Ukraine’s finance minister has called for a complete embargo on Russian energy in a bid to make it harder for the nation to “finance its military needs”.
Sergeii Marchenko said the war led to soaring energy prices, which is a boon for Moscow.
Mr Marchenko told the BBC: “Huge oil and gas prices are helping Russia get extra money to run its budget with a surplus. In comparison, we are running the country with a very huge budget deficit.
“I believe that a total embargo can make Russia suffer more than it does now.”
He said the war meant his country collected less tax “because over 20% of our businesses are completely shut down”.
“It means we cannot successfully fulfill our necessary duty as a government without international support, or simply printing money,” he added.
It comes after the top European Union official on Wednesday called on the 27-nation bloc to ban oil imports from Russia.
European Commission President Ursula von der Leyen addressing the European Parliament in Strasbourg, proposed that EU member countries phase out imports of crude oil within six months and refined products by the end of the year.
“We will ensure that Russian oil is phased out in an orderly manner, so as to enable us and our partners to secure alternative supply routes and minimize the impact on global markets,” Ms von said. der Leyen.
The proposals must be unanimously approved to enter into force and are likely to be the subject of fierce debate.
Ms Von der Leyen conceded that getting the 27 member countries – some of them landlocked and heavily dependent on Russia for energy supplies – to agree on oil sanctions “will not be easy”.
The EU gets about 25% of its oil from Russia, most of which is used for gasoline and diesel for vehicles.

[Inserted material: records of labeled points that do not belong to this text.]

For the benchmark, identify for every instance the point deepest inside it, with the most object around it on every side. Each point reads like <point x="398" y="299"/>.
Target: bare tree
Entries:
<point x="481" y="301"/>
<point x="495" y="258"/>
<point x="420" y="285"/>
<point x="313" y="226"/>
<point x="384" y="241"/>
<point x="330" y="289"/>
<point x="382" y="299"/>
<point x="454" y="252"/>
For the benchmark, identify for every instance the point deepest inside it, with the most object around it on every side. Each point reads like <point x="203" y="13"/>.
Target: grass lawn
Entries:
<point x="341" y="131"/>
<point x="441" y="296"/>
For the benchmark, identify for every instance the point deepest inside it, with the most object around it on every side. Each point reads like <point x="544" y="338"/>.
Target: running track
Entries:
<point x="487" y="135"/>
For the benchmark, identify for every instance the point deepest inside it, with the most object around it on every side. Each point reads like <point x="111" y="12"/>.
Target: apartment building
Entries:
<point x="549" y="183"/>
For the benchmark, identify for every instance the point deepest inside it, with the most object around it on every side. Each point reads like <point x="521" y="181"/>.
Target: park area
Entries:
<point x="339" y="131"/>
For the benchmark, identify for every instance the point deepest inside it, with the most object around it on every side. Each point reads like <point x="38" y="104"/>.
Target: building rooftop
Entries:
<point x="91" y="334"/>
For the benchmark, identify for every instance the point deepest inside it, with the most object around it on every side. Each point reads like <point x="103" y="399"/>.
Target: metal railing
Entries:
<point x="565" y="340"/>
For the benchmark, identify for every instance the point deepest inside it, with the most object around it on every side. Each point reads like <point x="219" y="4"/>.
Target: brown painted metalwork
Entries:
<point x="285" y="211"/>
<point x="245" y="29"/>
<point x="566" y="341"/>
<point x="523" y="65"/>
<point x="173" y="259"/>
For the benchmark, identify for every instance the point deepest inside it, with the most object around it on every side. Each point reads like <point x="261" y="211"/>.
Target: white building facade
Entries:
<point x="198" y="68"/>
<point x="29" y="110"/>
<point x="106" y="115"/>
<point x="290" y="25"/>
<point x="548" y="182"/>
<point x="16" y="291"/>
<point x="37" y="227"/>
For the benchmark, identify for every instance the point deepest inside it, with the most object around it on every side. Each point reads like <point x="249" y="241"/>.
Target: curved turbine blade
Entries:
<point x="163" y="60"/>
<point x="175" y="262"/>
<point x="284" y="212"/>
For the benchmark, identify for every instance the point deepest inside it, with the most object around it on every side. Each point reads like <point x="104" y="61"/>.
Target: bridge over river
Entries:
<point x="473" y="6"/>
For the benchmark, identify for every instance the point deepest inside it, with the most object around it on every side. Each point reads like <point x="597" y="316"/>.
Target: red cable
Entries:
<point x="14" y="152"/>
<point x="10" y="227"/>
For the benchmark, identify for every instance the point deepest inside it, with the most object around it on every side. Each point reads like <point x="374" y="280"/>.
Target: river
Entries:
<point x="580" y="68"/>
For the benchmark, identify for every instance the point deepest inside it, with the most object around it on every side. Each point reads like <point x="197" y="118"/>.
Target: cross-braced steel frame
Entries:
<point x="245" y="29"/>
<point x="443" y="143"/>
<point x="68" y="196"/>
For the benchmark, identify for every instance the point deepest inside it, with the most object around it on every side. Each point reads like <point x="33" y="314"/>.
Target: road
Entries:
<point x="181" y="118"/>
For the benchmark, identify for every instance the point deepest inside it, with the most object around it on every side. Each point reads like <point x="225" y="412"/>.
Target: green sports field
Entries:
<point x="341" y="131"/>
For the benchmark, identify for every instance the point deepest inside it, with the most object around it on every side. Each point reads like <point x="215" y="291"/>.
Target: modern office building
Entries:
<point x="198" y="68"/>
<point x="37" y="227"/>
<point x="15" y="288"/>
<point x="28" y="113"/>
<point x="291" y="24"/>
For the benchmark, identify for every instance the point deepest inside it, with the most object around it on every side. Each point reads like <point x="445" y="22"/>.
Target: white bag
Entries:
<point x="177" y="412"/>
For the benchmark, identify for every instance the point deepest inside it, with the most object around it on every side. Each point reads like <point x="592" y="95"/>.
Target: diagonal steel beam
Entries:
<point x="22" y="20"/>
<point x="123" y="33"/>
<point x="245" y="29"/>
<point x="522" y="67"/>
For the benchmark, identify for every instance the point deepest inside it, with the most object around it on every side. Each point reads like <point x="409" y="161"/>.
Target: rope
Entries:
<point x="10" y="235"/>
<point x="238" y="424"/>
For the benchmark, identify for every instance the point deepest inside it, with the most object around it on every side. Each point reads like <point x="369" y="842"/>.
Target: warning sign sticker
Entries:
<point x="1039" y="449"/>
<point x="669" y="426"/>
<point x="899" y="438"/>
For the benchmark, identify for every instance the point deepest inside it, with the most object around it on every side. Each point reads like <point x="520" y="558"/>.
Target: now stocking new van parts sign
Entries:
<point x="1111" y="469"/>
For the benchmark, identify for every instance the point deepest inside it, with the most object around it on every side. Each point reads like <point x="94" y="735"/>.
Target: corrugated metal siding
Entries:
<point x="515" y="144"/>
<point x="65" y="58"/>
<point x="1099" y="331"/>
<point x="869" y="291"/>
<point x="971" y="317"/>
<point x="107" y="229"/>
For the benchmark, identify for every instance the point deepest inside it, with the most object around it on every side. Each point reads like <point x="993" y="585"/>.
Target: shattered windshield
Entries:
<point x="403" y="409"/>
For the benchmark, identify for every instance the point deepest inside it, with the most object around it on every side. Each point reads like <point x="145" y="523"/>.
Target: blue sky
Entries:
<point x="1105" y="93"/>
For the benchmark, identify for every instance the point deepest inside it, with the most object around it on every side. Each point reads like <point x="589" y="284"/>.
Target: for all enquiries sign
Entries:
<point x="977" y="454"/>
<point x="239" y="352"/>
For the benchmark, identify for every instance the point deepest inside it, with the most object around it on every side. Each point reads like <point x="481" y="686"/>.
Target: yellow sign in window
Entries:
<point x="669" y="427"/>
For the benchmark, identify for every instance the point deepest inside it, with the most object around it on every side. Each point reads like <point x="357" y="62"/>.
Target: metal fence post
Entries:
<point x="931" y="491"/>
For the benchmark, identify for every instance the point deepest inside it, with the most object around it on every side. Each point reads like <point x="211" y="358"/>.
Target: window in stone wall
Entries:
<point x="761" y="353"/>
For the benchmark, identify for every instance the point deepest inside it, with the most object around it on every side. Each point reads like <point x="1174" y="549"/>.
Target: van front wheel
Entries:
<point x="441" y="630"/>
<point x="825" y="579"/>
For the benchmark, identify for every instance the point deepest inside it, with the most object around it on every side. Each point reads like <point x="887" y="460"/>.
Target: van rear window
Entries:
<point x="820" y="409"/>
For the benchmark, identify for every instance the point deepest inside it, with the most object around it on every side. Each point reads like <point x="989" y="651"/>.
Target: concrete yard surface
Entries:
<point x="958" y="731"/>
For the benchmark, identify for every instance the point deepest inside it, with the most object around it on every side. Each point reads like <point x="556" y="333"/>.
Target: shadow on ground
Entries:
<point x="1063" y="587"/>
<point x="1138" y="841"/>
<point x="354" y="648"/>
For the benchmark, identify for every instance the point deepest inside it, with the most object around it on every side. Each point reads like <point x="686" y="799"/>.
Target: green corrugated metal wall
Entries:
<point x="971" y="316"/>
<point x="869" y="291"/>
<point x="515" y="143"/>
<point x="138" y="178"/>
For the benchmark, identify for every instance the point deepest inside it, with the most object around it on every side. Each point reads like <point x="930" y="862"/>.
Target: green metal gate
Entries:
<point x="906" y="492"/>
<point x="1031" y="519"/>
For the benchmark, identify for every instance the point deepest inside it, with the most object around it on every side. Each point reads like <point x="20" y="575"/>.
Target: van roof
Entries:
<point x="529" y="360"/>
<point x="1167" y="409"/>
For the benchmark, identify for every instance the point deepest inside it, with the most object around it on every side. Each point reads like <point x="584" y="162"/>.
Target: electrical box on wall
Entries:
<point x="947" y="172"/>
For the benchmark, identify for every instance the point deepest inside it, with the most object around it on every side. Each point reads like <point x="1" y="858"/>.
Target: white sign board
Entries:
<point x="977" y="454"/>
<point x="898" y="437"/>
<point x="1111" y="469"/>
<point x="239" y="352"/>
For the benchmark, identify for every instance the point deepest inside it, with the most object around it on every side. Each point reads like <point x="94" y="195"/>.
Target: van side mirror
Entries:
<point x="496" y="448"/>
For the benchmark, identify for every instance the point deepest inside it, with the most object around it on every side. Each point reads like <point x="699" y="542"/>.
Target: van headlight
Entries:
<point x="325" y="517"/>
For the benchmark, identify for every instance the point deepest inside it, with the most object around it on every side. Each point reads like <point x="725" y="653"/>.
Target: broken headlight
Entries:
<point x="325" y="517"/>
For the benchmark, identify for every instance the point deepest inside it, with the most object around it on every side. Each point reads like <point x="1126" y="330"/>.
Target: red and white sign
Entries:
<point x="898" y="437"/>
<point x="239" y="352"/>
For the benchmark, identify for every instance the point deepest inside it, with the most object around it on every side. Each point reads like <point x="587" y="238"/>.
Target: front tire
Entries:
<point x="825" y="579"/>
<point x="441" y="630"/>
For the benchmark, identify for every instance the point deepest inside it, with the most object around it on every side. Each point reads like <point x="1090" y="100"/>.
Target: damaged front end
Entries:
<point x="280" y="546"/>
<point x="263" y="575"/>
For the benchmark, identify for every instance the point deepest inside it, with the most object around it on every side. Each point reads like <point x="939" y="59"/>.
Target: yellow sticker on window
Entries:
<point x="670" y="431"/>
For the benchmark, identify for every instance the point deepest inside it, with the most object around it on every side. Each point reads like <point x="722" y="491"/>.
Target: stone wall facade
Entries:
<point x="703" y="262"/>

Russia supplies about 14% of the diesel, according to S&P Global analysts, and a cut could drive up already high fuel prices for trucks and tractors.
In a video message posted on Twitter, Ukrainian Foreign Minister Dmytro Kuleba welcomed Ms Von der Leyen’s proposal for an oil embargo.
He said Ukraine was not happy that it was delayed for several months, but “it’s better than nothing”.
“I think what should be clear now is that (the time) of half-sanctions or half-measures on sanctions is over,” Kuleba said, arguing that the EU can no longer support the EU. on the one hand by imposing sanctions, while continuing to pay Russia for oil and gas and to support its “war machine”.
“As long as Russia continues to receive billions in revenue from the European Union, we cannot talk about defeating Russia,” he said. “They will continue to fund their war machine with oil and gas revenues.”
In addition to sanctions imposed on various entities and individuals, including Russian President Vladimir Putin and members of his family, the EU has previously approved an embargo on coal imports.
The EU has started discussions on a possible embargo on natural gas, but consensus among member countries on targeting the fuel used to generate electricity and heat homes is more difficult to achieve.